Job candidates who are neurodiverse, for example individuals affected by autism spectrum disorder or ADHD, can make great employees. However, because of how most interviews and hiring processes are set up, these job candidates often cannot perform to their best. This leads to many neurodiverse individuals not being able to get hired even though they may be well suited for the job. Here are a few things you can do to make sure that all job candidates can perform to their best in interviews: 

Use Sequential Interviews 

Most employers like using panel interviews to remove bias. For some job candidates, panel interviews can be disorienting and cause them to underperform. Using sequential interviews still gives you the benefit of removing unconscious bias from the interview process, but also gives neurodiverse candidates the chance to perform to their best.  

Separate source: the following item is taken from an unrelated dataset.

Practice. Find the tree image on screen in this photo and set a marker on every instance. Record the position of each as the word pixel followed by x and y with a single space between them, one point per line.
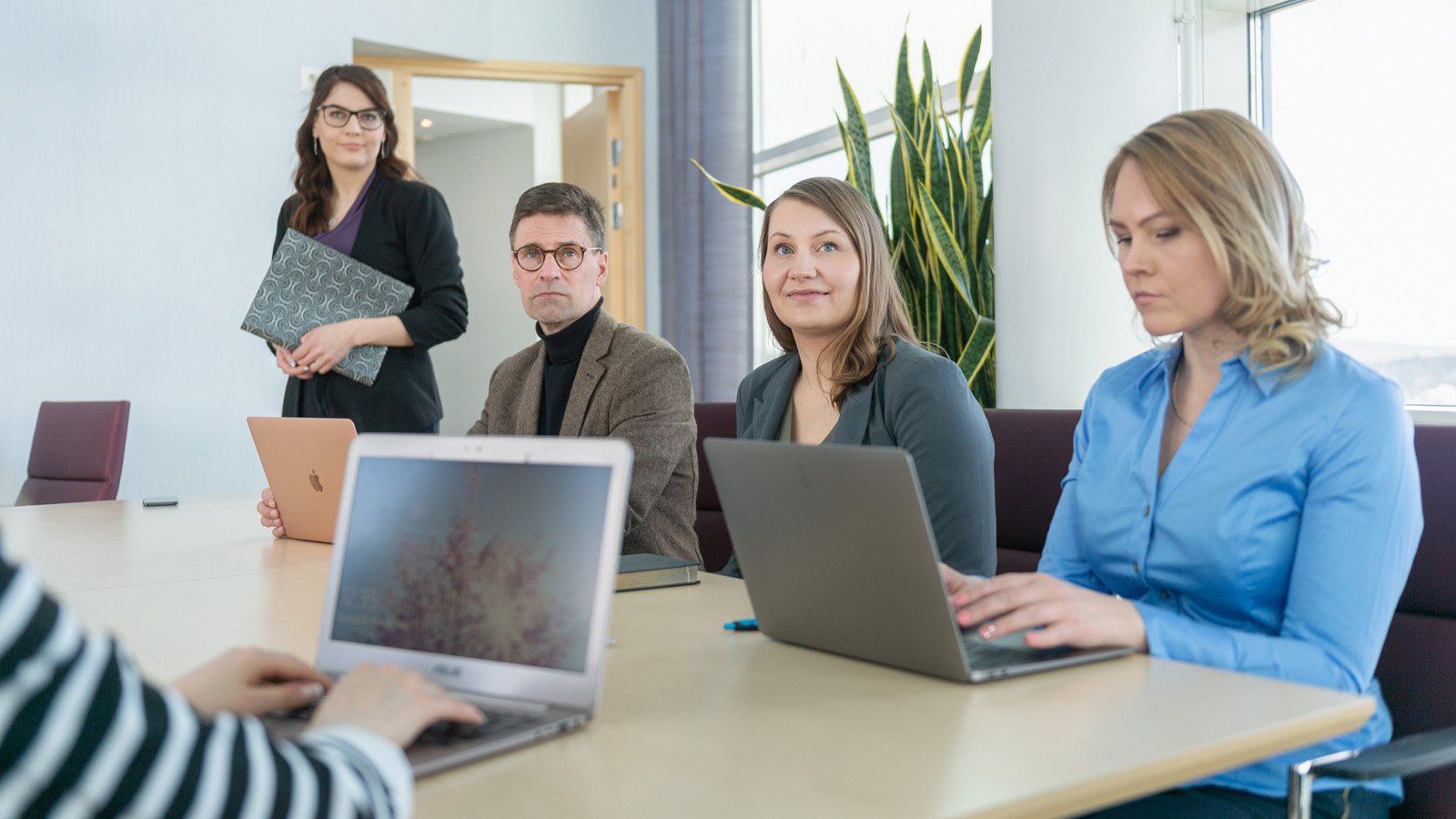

Choose an Unstimulating Location 

Having too much stimuli can make it hard for neurodiverse candidates to focus. Places with bright lights, a lot of noise, or strong scents can all make it hard to pay attention to the interview. Choose a quiet, muted location for interviews to take place.  

Ask Specific Questions 

Asking vague, or misleading questions will confuse some neurodiverse candidates. Avoid asking questions that don’t appear to connect to job responsibilities. Keep your language clear to understand when asking questions and avoid asking about hypothetical scenarios.  

Avoid Making Decisions Based on Social Norms 

Neurodiverse people generally don’t follow social norms. Judging a candidate’s capabilities based off of their social awareness won’t help you to hire a diverse group of employees. Try not to use language that could be taken literally. Don’t let small social missteps affect a candidate’s interview score unless social understanding is needed for the job they’re interviewing for. 

Take a Nontraditional Route 

This applies to both the interviewing processes, and training if you hire a neurodiverse candidate. Following a traditional route will not help you to understand or utilize the full capabilities of neurodiverse individuals. Try to spread out the interview process over a longer amount of time to get a better feel for neurodiverse individual’s skills. Additionally, giving neurodiverse candidates an idea of what your work environment is like before they start work can help them to adjust better if you choose to hire them.  

Making these small changes in your interviewing process can help you to hire highly capable neurodiverse employees.